My adventures in my quest to find a special place to live and love at either end of the planet.
Wednesday, 21 July 2010
It's in the blood
I've had a number of people say to me recently that they felt more at home elsewhere in the world than in NZ. Generally they felt most comfortable in a country from which their ancesters had come.
It's the same for me. I felt far more calm, comfortable and at home in France, especially Paris, than I ever have anywhere in NZ or any other country I have visited. Many of my ancesters are of French descent. The Libeau family were original settlers of Akaroa, Banks Peninsula, South Island of New Zealand 1840. They were enterprising, gardeners and many other things. My grandmother was proud of her ancestry. Even my grandfather was equally related to the same family (with several generations in between I must add), all on my mother's side. (see entry cradle of my Family June 2011).

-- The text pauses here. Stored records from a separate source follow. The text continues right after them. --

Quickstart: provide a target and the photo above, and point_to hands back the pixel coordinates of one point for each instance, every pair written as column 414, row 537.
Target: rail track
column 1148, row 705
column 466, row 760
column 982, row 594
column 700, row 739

Now I'm preparing to go home to France. I hope one day I can return to Akaroa for a holiday. Auckland doesn't interest me except that Laura lives here. I'm disappointed by NZ: the tall poppy syndrome, the small-mindednesss, the violence and drunkeness and sports obsession, the unfounded arrogance that makes so many NZers think it's Godzone or more beautiful than anywhere else. Somehow I have survived but never thrived in NZ and I don't know why.
NZ certainly has much going for it but I've had a whiff of an alternative and for me France has so much more depth, nuance and richness than what we have developed here in NZ. Plus, I think I need very different experiences to grow more into the person I want to discover in myself. If you want something different to happen in your life you have to change what you do.
I want a lot - I must change a lot even if it's uncomfortable and financially risky. I've never had a plan in my life before, I've lived like a piece of flotsam or jetsom, tossed about on a sea of random and often harsh or tragic circumstance. Trying so hard to change things but never doing more than surviving. Why is life this way, I would ask myself? I try so hard and am so focussed, why isn't it working for me?
Answer- because it's not right for you! Your future is elsewhere. Hindsight reveals so much, doesn't it? I can see why my efforts never bore fruit- that wasn't why I am here. The path of least resistence seems to be best now but it still requires a lot of effort and passion and it's still difficult to recognise.
Making an opportunity for myself in France has been a long, hard road. There have been false starts, misery and hurt, anxiety and despair. What if I had not persisted? To change my life seemed ambitious but to NOT do this was unbearable. I could no longer live the life I had.
My daughter told me, once I was back from my trip to France, "Mum you were dying before you went. You were miserable and getting sick and started to look old. Once you were in France you looked so happy and ...younger". And when you look at my photos from that trip I do look remarkably comfortable and even radiant.
Maybe we are so busy rushing around we don't notice what really works and what doesn't. What opportunities have we missed by being so run-into-the-ground?
The not-so-supercity has made many of us re-evaluate what life means to us.Do you know where you fit into the world?